Task 3: Explore the output

After the alignment finishes:

Count the number of alignments with wc
View the file with less and scroll through the first few lines to inspect the structure.
Check the minimap2 manual to find out what the different columns mean.

Answer the following questions:

How many alignments are there? Is this number higher or lower than your total number of input reads? Why might that be?
Look at the first 12 columns of the PAF file. Which of these could help you filter unreliable alignments or identify multi-mapping reads?

# Count the number of reference sequences
... 

# Generate a suitable output folder 
...

# Run minimap2 
...

# Count the number of alignments
...

Click to see the answer

# Count the number of reference sequences
grep -c ">"  data/amplicons_nr.fasta

# Generate a suitable output folder 
mkdir results/minimap2

# Run minimap2 
srun --cpus-per-task 2 --mem=20G minimap2 \
        -cx map-ont -t 2 \
        data/amplicons_nr.fasta \
        results/chopper/barcodeX_filtered.fastq.gz \
        > results/minimap2/barcodeX.paf

# Count number of alignments: 2059 (-1 because of the header)
wc -l results/minimap2/barcodeX.paf

# Explore the file itself
less -S results/minimap2/barcodeX.paf

Answer:

There are 45,318 alignments for 24,600 reads. If you see more alignments then there are reads, there might be different reasons for that:
1. If your experiment included Pseudomonas strains you likely will have more alignments than reads. The higher number of alignments occurs because some reads might align equally well to multiple reference 16S sequences, these are multi-mapping reads.
2. Some reads might only partially or weakly align to highly similar regions in the 16S rRNA gene
Useful PAF columns for assessing alignment reliability include:
- Column 10: number of matching bases (can be use to calculate % identity)
- Column 11: total length of the alignment (including gaps; can be use to calculate % identity)
- Column 12: mapping quality. 0 is used to mark and thereby identify multi-mappers
- Columns 3–4: read start and end positions (can be used to calculate how much of the read aligned)

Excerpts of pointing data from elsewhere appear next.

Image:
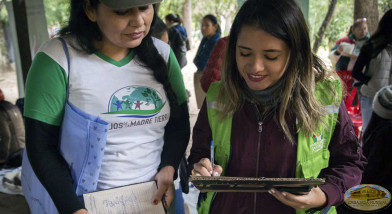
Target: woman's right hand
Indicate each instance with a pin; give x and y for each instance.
(204, 168)
(81, 211)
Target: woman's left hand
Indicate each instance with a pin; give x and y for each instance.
(165, 186)
(315, 198)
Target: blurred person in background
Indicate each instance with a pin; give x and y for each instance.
(211, 32)
(373, 68)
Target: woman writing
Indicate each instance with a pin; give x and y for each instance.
(275, 113)
(112, 89)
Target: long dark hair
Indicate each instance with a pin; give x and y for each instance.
(284, 20)
(86, 32)
(383, 35)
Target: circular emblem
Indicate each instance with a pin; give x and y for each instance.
(367, 197)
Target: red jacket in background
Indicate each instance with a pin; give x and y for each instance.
(212, 70)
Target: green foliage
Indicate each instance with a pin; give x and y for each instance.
(224, 10)
(341, 21)
(57, 12)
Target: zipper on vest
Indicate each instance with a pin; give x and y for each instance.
(260, 129)
(260, 119)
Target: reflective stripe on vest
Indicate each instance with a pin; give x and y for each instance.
(312, 152)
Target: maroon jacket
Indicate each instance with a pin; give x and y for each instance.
(278, 158)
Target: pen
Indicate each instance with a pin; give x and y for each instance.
(212, 155)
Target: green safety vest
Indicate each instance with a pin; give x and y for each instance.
(312, 152)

Information on the PAF output:

Col	Description
1	Query sequence name
2	Query sequence length
3	Query start coordinate (0-based)
4	Query end coordinate (0-based)
5	‘+’ if query/target on the same strand; ‘-’ if opposite
6	Target sequence name
7	Target sequence length
8	Target start coordinate on the original strand
9	Target end coordinate on the original strand
10	Number of matching bases in the mapping
11	Number bases, including gaps, in the mapping
12	Mapping quality (0-255 with 255 for missing)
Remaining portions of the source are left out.